Prostudujte si tuto pasáž

  
/ 10837  
  

9223. De eerstelingen van uw koren en de eerstelingen van uw wijn, zult gij niet vertragen; dat dit betekent dat omdat alle goedheden en waarheden uit de Heer zijn, die aan Hem moeten worden toegekend en niet aan zichzelf, dit staat vast uit de betekenis van de eerstelingen, dus die dingen die op de eerste plaats zullen zijn en dus de belangrijkste van alle zijn, waarover hierna; uit de betekenis van het koren, te weten het goede van het ware van het geloof, nrs. 5295, 5410, 5959; en uit de betekenis van de wijn, namelijk het ware van het goede, nrs. 1798, 6377; en uit de betekenis van niet vertragen, wanneer over het goede en het ware van het geloof wordt gehandeld, dus toekennen vanuit de aandoening, want dat wat niet traag maar haastig plaatsvindt, komt voort uit de aandoening van de liefde, nrs. 7695, 7866; dat het is toekennen aan de Heer, komt omdat de eerstelingen, zoals eveneens de eerstgeboorten, aan Jehovah werden gegeven en door Jehovah aan Aharon en diens zaad; en onder Jehovah wordt in het Woord de Heer verstaan, nrs. 1736, 2921, 3023, 3035, 5663, 6303, 6945, 6956, 8274, 8864; en daarom wordt, aangezien de eerstelingen van het koren en van de wijn de goedheden en de waarheden van het geloof zijn, verstaan, dat die dingen aan de Heer moeten worden toegekend, omdat zij uit Hem zijn.

Dat alles van het denken en van het willen bij de mens invloeit, zie de nrs. 2886-2888, 3142, 3147, 4151, 4249, 5119, 5147, 5150, 5259, 5482, 5649, 5779, 5854, 5893, 6027, 6982, 6985, 6996, 7004, 7055, 7056, 7058, 7270, 7343, 8321, 8685, 8701, 8717, 8728, 8823, 8864, 9110, 9111; en hetzelfde uit ondervinding, nrs. 6053-6058, 6189-6215, 6307-6327, 6466-6495, 6598-6626.
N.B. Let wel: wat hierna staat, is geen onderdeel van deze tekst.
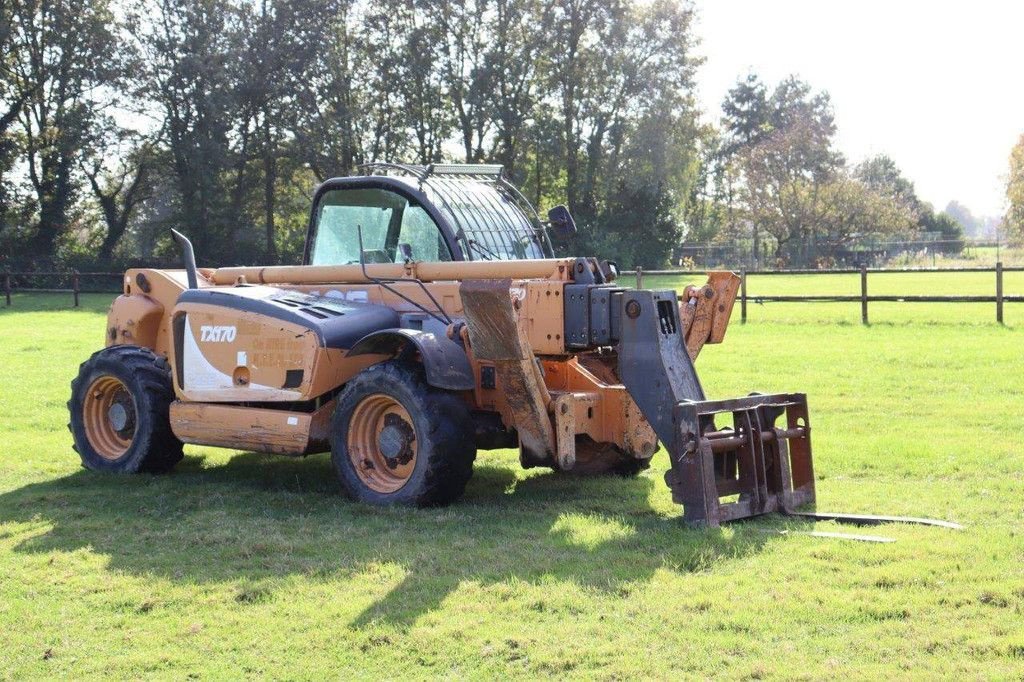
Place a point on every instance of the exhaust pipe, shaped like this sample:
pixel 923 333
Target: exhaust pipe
pixel 188 256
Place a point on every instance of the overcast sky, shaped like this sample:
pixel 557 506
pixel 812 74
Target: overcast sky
pixel 938 86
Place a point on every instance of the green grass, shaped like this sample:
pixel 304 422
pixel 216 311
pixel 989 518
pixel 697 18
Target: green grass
pixel 247 565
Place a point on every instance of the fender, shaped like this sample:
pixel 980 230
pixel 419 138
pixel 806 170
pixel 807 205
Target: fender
pixel 444 360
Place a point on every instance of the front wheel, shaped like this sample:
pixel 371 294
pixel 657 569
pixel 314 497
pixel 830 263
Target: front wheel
pixel 397 440
pixel 120 412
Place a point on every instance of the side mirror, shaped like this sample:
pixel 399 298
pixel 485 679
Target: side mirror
pixel 561 222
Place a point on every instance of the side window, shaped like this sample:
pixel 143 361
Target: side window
pixel 385 219
pixel 420 232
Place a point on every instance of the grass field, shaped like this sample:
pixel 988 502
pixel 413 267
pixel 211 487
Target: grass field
pixel 246 565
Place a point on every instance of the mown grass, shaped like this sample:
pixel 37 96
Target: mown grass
pixel 245 565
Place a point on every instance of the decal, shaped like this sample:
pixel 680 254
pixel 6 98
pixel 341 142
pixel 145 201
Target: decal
pixel 217 333
pixel 210 383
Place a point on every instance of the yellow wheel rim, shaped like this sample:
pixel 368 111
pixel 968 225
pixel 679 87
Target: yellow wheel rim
pixel 109 413
pixel 382 443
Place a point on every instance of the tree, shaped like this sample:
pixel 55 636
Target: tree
pixel 780 145
pixel 62 55
pixel 881 174
pixel 964 216
pixel 1015 194
pixel 849 210
pixel 189 55
pixel 118 170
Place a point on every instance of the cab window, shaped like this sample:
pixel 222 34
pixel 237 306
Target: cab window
pixel 391 226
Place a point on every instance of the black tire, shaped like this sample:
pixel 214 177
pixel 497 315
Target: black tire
pixel 444 449
pixel 141 383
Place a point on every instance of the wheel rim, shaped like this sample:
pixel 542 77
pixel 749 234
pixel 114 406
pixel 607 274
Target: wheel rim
pixel 110 415
pixel 382 443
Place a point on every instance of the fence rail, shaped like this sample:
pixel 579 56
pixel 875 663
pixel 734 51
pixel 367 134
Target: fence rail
pixel 999 298
pixel 864 298
pixel 75 289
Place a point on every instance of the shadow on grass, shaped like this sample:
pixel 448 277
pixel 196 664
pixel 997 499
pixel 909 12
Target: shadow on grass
pixel 256 519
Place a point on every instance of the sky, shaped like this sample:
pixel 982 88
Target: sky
pixel 938 86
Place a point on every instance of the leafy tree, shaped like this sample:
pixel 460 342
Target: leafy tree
pixel 61 55
pixel 881 174
pixel 964 216
pixel 1015 193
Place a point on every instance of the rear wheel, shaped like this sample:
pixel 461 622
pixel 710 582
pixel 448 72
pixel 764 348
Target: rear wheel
pixel 397 440
pixel 119 409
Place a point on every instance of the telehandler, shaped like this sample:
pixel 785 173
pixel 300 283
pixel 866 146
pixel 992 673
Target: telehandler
pixel 430 320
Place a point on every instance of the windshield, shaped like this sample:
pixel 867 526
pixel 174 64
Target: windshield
pixel 392 228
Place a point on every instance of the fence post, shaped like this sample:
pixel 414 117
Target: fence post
pixel 998 292
pixel 742 296
pixel 863 294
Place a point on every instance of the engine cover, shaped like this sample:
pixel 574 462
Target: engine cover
pixel 258 343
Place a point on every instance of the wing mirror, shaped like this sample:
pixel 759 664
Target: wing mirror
pixel 561 222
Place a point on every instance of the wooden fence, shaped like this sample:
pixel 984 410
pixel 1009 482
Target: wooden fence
pixel 998 297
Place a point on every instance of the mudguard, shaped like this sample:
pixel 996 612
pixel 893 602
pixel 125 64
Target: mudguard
pixel 444 360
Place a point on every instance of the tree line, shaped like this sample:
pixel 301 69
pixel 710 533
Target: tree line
pixel 120 120
pixel 1015 194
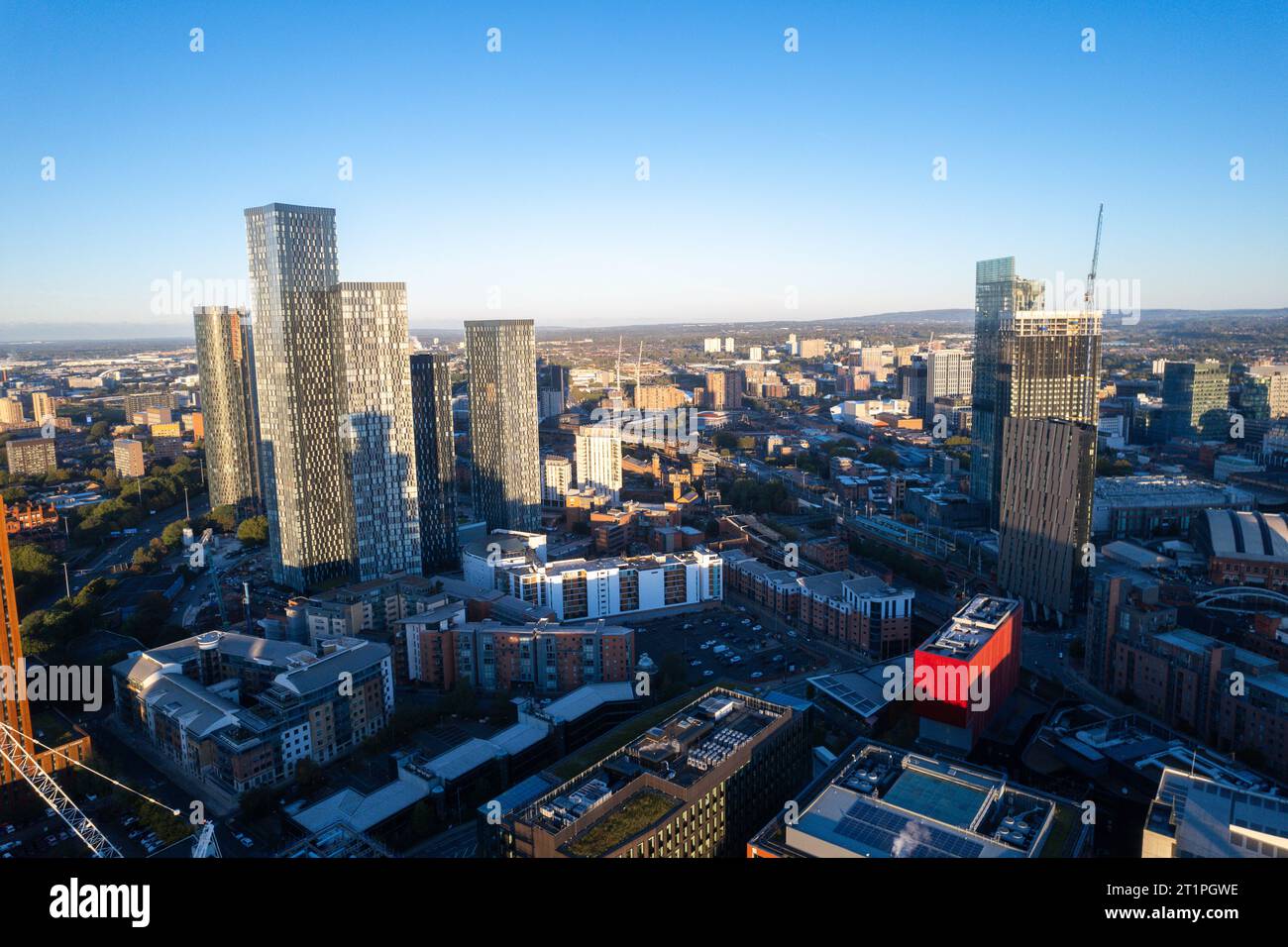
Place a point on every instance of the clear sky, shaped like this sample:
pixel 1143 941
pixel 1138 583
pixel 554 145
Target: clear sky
pixel 767 169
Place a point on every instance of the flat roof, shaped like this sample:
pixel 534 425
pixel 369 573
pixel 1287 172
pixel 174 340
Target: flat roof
pixel 964 634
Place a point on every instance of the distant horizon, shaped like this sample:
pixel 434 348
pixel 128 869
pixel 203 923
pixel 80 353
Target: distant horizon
pixel 176 330
pixel 706 174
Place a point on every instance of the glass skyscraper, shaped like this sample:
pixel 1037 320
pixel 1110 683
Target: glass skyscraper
pixel 376 434
pixel 226 363
pixel 436 459
pixel 502 384
pixel 292 262
pixel 997 292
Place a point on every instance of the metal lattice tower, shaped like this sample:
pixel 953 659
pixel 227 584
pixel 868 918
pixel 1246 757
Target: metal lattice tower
pixel 30 770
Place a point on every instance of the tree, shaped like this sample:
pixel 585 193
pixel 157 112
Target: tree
pixel 224 518
pixel 172 534
pixel 253 531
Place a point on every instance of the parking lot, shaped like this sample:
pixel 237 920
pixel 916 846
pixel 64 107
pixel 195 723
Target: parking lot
pixel 728 642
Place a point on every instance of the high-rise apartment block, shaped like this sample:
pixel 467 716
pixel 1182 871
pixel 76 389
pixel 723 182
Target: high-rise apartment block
pixel 334 390
pixel 31 455
pixel 1048 467
pixel 948 375
pixel 1196 399
pixel 964 673
pixel 292 261
pixel 552 389
pixel 1265 392
pixel 436 459
pixel 226 363
pixel 376 428
pixel 128 457
pixel 502 386
pixel 599 459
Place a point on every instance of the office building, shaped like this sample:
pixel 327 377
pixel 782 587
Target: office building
pixel 599 459
pixel 502 388
pixel 140 402
pixel 377 438
pixel 913 385
pixel 1196 817
pixel 291 253
pixel 694 787
pixel 552 389
pixel 14 709
pixel 557 479
pixel 43 406
pixel 226 361
pixel 724 389
pixel 1044 513
pixel 1149 505
pixel 128 457
pixel 964 673
pixel 885 801
pixel 31 457
pixel 1265 392
pixel 239 712
pixel 1196 401
pixel 535 659
pixel 999 292
pixel 436 459
pixel 16 714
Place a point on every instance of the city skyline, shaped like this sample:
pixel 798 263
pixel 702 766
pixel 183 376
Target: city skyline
pixel 735 215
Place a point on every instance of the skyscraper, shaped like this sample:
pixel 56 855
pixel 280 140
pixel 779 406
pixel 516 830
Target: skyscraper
pixel 436 459
pixel 724 389
pixel 1048 365
pixel 599 459
pixel 1196 399
pixel 552 389
pixel 1044 512
pixel 226 363
pixel 997 291
pixel 14 711
pixel 292 262
pixel 948 375
pixel 502 385
pixel 376 432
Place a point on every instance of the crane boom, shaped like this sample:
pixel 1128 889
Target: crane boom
pixel 1095 260
pixel 29 768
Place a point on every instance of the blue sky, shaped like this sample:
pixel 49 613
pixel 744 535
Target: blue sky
pixel 516 170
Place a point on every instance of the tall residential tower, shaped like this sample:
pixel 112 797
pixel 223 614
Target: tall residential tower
pixel 999 292
pixel 436 459
pixel 292 260
pixel 226 361
pixel 506 476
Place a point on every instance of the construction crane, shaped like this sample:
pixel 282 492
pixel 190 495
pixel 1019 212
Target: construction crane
pixel 1095 260
pixel 205 845
pixel 13 750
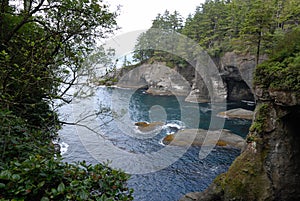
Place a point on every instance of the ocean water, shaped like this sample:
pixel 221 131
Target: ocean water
pixel 118 109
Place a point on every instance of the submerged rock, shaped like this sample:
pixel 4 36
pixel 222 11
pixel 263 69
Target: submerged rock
pixel 238 113
pixel 148 127
pixel 200 137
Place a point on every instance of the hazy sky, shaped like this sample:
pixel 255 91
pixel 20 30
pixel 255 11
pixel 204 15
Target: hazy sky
pixel 138 14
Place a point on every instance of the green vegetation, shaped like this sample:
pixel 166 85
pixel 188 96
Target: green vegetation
pixel 282 70
pixel 43 46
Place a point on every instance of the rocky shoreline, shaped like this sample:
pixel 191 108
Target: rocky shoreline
pixel 235 84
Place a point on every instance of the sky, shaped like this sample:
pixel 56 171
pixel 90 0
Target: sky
pixel 138 14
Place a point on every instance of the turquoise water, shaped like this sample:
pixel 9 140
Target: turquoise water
pixel 188 173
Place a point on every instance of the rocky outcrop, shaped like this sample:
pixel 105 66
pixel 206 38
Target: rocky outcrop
pixel 236 72
pixel 269 166
pixel 238 113
pixel 198 137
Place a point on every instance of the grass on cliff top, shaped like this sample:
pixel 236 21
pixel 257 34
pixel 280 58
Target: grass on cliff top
pixel 282 70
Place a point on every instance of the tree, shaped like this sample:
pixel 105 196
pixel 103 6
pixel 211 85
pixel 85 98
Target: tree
pixel 43 44
pixel 148 41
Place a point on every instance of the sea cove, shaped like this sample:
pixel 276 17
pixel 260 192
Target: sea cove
pixel 188 173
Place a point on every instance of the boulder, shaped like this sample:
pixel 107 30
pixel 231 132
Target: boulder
pixel 197 137
pixel 148 127
pixel 238 113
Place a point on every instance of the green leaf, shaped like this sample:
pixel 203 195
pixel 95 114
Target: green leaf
pixel 16 177
pixel 45 199
pixel 6 174
pixel 41 184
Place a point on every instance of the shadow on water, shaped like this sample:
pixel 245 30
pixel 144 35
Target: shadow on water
pixel 188 173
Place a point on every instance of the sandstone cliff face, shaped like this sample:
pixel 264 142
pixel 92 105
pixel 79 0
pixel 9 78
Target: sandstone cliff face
pixel 269 166
pixel 236 72
pixel 157 78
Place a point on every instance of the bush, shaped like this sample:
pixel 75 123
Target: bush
pixel 30 171
pixel 39 178
pixel 282 71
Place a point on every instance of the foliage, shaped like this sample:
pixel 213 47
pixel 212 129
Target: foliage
pixel 282 71
pixel 42 46
pixel 39 178
pixel 220 26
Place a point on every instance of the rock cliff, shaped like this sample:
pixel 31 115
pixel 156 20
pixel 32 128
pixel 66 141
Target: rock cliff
pixel 269 166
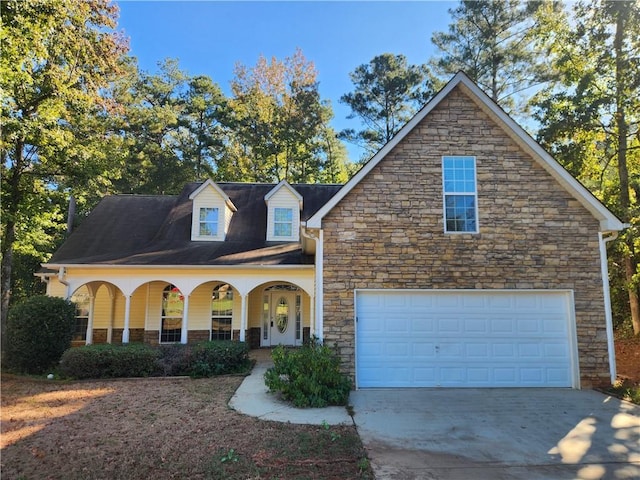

De eerstelingen die aan de Heer moesten worden geofferd, waren de eerstelingen van de oogst en de eerstelingen van de wijnoogst en verder de eerstelingen van het scheren en ook de eerstelingen van de vrucht.

De eerstelingen van de oogst waren de geroosterde en de groene aren en verder een schoof die gewiegeld moest worden en daarna de dingen van de dorsvloer, die koeken waren; de eerstelingen van de wijnoogst echter waren de eerstelingen van de wijn, de most en de olie en behalve die waren er de eerstelingen van het scheren van het kleinvee en eveneens de eerstelingen van de vrucht; deze werden geofferd in een korf.

Bovendien werden ook alle eerstgeboorten aan de Heer geofferd en met deze werden de eerstgeborenen van de mensen verlost, verder eveneens de eerstgeboorten van de beesten, die niet als slachtoffers werden geofferd, zoals die van de ezels, de muildieren, de paarden en eendere dieren.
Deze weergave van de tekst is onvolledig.